Since taking the throne in 2005, Abdullah has championed women's right to work and often takes official trips overseas with delegations of female journalists and academics. The king has said that he does not oppose allowing women to drive but that society needs to accept the idea first.
"I think the authorities want people to get used to the idea and will lift the ban before the end of the year," said Wajeha al-Huwaider, 45, an educational analyst and co-founder of the group.
The group, which sent the king petitions in September and December asking him to lift the ban, is working on a third. "Every time we gather 1,000 signatures, we will send them," Huwaider said.
She and co-founder Fouzia al-Ayouni said they were encouraged by the recent easing of certain strictures on women and statements from senior officials saying the driving ban is more social than religious or political.
In November, the foreign minister, Prince Saud al-Faisal, told Britain's Channel 4 news that there was no Saudi law prohibiting women from driving.
"Myself, I think they should drive," he said, but added: "For us, it is not a political issue, it is a social issue. We believe that this is something for the families to decide, for the people to decide, and not to be forced by the government, either to drive or not to drive."
Saudi Arabia follows a strict form of Islamic law that does not allow women self-guardianship, mandating a male guardian for women of all ages. A woman cannot travel, appear in court, marry or work without permission from a male guardian, sometimes her own son.

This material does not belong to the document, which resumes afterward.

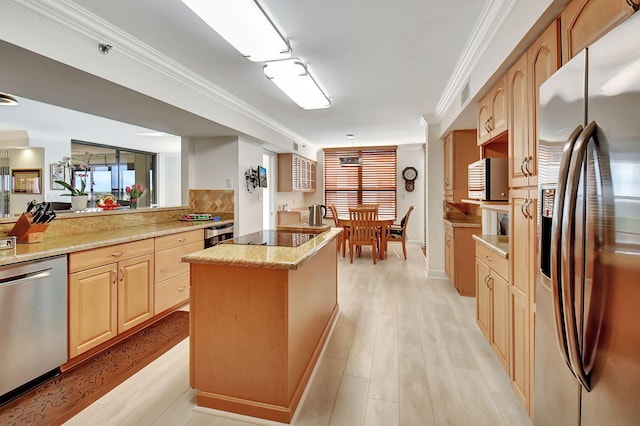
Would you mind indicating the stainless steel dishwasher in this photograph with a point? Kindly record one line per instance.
(33, 321)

Until recently, women were also barred from checking into hotels and renting apartments unless they were with a male guardian. But a royal decree announced this month now allows women to stay in hotels and furnished apartments unaccompanied.
The newspaper Al-Watan reported last week that a circular has been issued to hotels asking them to accept women who show identification. The hotel is then required to register the women's details with the police.
But in this deeply religious and patriarchal society, many believe that allowing women the right to drive could lead to Western-style openness and an erosion of traditional values.
Many women complain that driving is a necessity and argue that not everyone can afford to hire foreign drivers, whose salaries range from $300 to $600 a month, plus room and board. Live-in chauffeurs, often from the Philippines or the Indian subcontinent, are considered unlikely to develop relationships with the women.
Several times a week, Haifa Osra, 31, one of the first members of the group, walks 10 minutes from her apartment to an Internet cafe to sort through the details of the women who have signed the latest petition.
This week, she approached four women at the Coffee Bean and Tea Leaf and asked them to add their names.
Haifa Khashoggi, 48, a homemaker, agreed that women should be allowed to drive, "but with conditions."
The other women concurred, saying that initially only women older than a certain age should drive, and not at all hours.
"It's safer and more Islamic for me to drive myself than to sit with an unrelated male driver," said Nadia Nusair, 45, a consultant on educational and family issues.
"It will be chaos at first," said Ibtisam al-Sharif, 47. "But pretty soon, driving will be accepted and everyone will find it normal."